Tout au long de l’élaboration du projet, nombreux sont ceux qui m’ont
demandé de me « positionner vis-à-vis de la GPA ». Je crois qu’on ne peut
pas, en un film, formuler une pensée générique sur cette question, tant
celle-ci recèle une infinité de cas, tous différents les uns des autres. J’ai
délibérément imaginé une GPA « exemplaire », apparemment conçue
comme un pur acte de générosité. Ce qui m’intéresse c’est comment cette
situation, toute « idéale » qu’elle soit en apparence, expose mes
personnages à des dilemmes et des états émotionnels inédits. Et sur ce
champ romanesque passionnant, j’ai eu le désir de créer un personnage
féminin inédit : Diane et à travers elle interroger la notion de don.

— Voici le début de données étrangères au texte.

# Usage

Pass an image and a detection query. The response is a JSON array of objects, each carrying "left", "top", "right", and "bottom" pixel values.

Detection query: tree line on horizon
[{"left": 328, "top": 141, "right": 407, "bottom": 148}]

Pour interpréter Diane, vous choisissez Clotilde Hesme.
Oui pour incarner cette créature hybride mi femme libre, mi femme ventre,
il m’était indispensable de l’envisager avec légèreté et humour et le jeu de
Clotilde Hesme est à la fois grave et délicat, désinvolte et consciencieux. Le
corps de Diane est disproportionné par rapport aux hommes qui l’entourent ; ils sont tous plus petits et plus chétifs qu’elle. Elle est « bigger than life » avec beaucoup de désinvolture. Elle en
devient un corps burlesque. Un corps désarticulé qui comme son épaule se déboite telle une poupée mal fichue. Elle est entre la femme sublime et l’ado dégingandée, totalement libre, n’
appartenant à aucun genre précisément et je ne parle pas de genre sexué. Elle est à mi-chemin entre une héroïne rohmérienne et le Lieutenant Ripley (Alien). C’est notre Sigourney Weaver ! Elle
est extrêmement belle et en même temps cela n’a aucune importance. Clotilde est une actrice à la fois très technique, précise et capable d’un grand lâcher-prise. Dans une même séquence, elle peut
être à la limite de l’expressionisme, puis revenir à plus de naturel… Cela crée des ruptures, du décalage.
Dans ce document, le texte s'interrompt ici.